Unraveling Endocannabinoid Signaling Pathways in Cisplatin-Induced Ototoxicity.

Cisplatin-induced ototoxicity is a detrimental side effect of chemotherapy leading to hearing loss, for which no treatments are currently available. Despite the growing recognition of the endocannabinoid (eCB) system (ECS) as a significant contributor to different physiological and pathological processes, its role in hearing remains poorly investigated. To fill this knowledge gap, we performed a molecular profiling of the ECS in auditory hair cell (HC)-like UB/OC1 cells derived from the mouse organ of Corti (OC), demonstrating the presence of the main eCBs-binding receptors and metabolic enzymes along with the major eCBs (N-arachidonoylethanolamine, AEA, and 2-arachidonoylglycerol, 2-AG) and additional eCB-like compounds. Subsequently, we established an in vitro model of cisplatin-induced ototoxicity, which was characterized by the downregulation of the HC marker myosin 7a (Myo 7a), and activation of nuclear factor kappa-light-chain-enhancer of activated B-cells (NF-κB) associated with caspase-3-mediated cell death. In this model, we observed a downregulation of cannabinoid receptor 2 (CB(2)R), diacylglycerol lipase β (DAGLβ), and α/β hydrolase domain-containing protein 6 (ABHD6), indicating a perturbation of the 2-AG metabolic pathway.

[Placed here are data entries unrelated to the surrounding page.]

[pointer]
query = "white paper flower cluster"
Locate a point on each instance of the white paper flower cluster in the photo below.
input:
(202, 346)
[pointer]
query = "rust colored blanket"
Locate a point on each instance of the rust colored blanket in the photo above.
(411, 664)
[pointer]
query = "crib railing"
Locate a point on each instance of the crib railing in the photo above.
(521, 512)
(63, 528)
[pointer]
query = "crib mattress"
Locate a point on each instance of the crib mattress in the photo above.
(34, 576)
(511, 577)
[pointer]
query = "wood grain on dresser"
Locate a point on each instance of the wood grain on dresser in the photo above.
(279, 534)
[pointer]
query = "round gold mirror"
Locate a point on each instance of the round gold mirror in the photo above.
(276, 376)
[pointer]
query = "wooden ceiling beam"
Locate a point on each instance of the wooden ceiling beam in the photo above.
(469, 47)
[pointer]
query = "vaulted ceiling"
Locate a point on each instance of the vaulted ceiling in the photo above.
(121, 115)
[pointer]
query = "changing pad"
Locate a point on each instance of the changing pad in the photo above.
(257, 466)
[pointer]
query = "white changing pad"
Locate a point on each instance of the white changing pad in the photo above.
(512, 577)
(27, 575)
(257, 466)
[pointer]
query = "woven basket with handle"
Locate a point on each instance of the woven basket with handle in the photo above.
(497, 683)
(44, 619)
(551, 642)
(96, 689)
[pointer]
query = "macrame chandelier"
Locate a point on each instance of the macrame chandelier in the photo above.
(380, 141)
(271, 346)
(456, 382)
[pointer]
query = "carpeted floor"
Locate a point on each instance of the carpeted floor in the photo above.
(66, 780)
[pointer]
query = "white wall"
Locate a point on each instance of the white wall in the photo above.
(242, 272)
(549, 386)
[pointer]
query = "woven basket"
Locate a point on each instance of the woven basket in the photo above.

Furthermore, we validated the observed in vitro alterations in the OC of an in vivo model of cisplatin-induced ototoxicity, thereby strengthening the physiological relevance of our findings. Finally, we demonstrated that pharmacological blockade of CB(2)R through SR144528 mitigates cisplatin-induced HC damage via inhibition of caspase-3 cleavage in UB/OC1 HC-like cells, thereby providing novel mechanistic insights into the role of CB(2)R in ototoxicity. Overall, our study demonstrates the involvement of selective elements of the ECS in cisplatin-induced ototoxicity, hence identifying novel potential biomolecular targets for chemotherapy-related side effects.